Hello,
I am migrating a rather large application from Lucene 4.10 to Lucene 5.5.0.
Since Filters are deprecated in Lucene 5, I am looking for an efficient
replacement in our code.
We use many Filters that calculate the DocIdSet by doing a lookup of numeric
DocValues in some collection.
Everything is based on "long" types and results could be large.
Pseudo code in Filter class looks like this:
@Override
public DocIdSet getDocIdSet(AtomicReaderContext context, Bits acceptDocs)
throws IOException {
AtomicReader reader = context.reader();
OpenBitSet docSet = new OpenBitSet();
NumericDocValues docValues = reader.getNumericDocValues(filterKeyName);
for (int doc = 0; doc < reader.maxDoc(); doc++) {
long value = docValues.get(doc); // getting DocValues for current
doc
if (isMatch(value)) { // check value against some condition
docSet.set(doc); // set bit for doc
}
}
return docSet;
}
I wonder what the proper and efficient replacement for such filtering is?
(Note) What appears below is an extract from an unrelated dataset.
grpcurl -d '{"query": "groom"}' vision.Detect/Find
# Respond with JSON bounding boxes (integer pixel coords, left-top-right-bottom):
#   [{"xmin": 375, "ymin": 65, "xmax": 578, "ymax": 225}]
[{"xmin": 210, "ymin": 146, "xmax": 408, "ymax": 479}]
Should I convert my matching value set into a TermsQuery and wrap with
ConstantScoreQuery?
I could do this, but then I am concerned about:
* Efficiency:
The matching document in the isMatch() method above could be very large. I
would need to create large collection of Terms rather than the memory efficient
DocIdSet.
* More efficiency:
>From my current understanding, I would need to create a Term from the String
>representation of my long value. Isn't this inefficient again?
I would really appreciate any recommendations on this.
Thanks a lot and best regards,
Josef